This is further to views expressed in http://www.drshrutibhat.com/2/post/2013/10/-planning-market-expansions-bric-emerging-markets-risk-is-shattering-into-biits.html
A prime thought though is that, emerging market scenario can’t be compared to those prevalent in the developed nations- be it corruption, political stability, logistics or intellectual property.
Despite knowing the difference, I’ve (and I’m sure many of you too) have come across executive meetings getting heated up on this vary point- because, we tend to compare emerging markets from where we come from and not with other developing markets and like socioeconomic conditions.
It’s been increasingly noticed that investors have typically been found less inclined to favor Russia over China. Few of deciding factors cited about (un)suitability of both these markets are- higher corruption rates and lack of intellectual property (IP) protection offered by these nations.
I agree that a critical point of consideration is the legal protection a country offers its own businesses as well as foreign investors.
Besides the ever important political stability, a critical factor governing decision making is intellectual property protection. Brazil, Russia, India, China (BRIC), have similar offerings with respect to intellectual property laws, what differs is their interpretation and implementation.
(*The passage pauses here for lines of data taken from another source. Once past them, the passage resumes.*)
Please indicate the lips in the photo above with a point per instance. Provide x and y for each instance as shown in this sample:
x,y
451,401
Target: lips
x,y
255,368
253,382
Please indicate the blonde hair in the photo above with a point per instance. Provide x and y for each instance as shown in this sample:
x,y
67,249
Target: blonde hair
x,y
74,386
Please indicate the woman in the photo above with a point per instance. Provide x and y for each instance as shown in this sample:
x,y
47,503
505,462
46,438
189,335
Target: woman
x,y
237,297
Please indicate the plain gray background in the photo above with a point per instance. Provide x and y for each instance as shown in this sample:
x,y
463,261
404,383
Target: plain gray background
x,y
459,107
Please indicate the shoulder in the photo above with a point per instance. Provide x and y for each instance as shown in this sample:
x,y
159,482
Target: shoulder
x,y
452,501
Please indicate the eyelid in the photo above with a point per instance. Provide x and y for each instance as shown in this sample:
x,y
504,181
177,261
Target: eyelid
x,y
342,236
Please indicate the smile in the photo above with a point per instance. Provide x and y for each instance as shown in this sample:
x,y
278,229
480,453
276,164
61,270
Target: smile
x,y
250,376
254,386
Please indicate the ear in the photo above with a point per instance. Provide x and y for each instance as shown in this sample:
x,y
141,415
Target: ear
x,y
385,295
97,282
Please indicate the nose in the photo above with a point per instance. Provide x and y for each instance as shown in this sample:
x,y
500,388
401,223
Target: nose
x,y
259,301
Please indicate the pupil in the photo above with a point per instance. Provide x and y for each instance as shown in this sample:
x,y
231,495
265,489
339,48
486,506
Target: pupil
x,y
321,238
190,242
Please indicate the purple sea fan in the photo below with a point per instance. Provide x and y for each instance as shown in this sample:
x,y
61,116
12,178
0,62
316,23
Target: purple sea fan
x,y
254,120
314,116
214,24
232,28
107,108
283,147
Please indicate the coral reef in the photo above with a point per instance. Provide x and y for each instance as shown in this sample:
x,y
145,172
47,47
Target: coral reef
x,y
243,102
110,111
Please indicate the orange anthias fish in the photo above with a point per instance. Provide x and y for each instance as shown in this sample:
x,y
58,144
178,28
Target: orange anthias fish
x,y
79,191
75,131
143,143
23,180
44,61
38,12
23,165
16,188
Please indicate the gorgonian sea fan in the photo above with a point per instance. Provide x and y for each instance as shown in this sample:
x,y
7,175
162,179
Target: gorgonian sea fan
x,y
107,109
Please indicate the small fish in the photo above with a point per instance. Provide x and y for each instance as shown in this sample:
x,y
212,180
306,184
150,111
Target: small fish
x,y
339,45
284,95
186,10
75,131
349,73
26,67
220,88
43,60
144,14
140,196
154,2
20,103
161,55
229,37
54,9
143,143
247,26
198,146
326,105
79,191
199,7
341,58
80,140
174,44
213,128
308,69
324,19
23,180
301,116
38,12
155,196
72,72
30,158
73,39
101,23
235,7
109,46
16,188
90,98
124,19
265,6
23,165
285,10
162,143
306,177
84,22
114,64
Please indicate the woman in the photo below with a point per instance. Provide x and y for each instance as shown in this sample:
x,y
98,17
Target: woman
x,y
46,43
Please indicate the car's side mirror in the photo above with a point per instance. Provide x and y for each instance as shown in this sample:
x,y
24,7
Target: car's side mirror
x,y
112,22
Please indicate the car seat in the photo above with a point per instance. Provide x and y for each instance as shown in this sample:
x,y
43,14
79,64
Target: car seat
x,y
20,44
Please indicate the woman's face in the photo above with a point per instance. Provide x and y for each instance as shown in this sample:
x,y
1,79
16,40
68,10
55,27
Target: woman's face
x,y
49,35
Therefore, a company planning on investing in BRIC countries need to develop a solid and resilient IP strategy towards protecting their intellectual property. Easier said than done and without sounding patronizing, companies have got to have a better understanding for the fact that just because they do business one way in one country does not mean they must do business that same way in every country.
Coming to the issue about corruption, some published statistics cited include the following- Transparency International ranks China 80 out of 177 countries. Russia is 127, right between Pakistan and Bangladesh (Reference: http://cpi.transparency.org/cpi2013/results/). World Audit ranks China 61 out of 150 in corruption, with Russia at 110.
My recommendations on this issue is the following- Corruption exists in every nation although its magnitude differs. What should matter to an enterprise strategizing expansion portfolio is not how prevalent is the corruption, rather how much it impacts foreign businesses seeking to do business in that territory.
Additionally, degree of risks differs in each emerging markets. To reach a go-no go decision, it really comes down to- the company’s products/ services, corporate governance, risk tolerance and the staying power to cut through the difficulties and most importantly, an effective market expansion strategy and its expert implementation.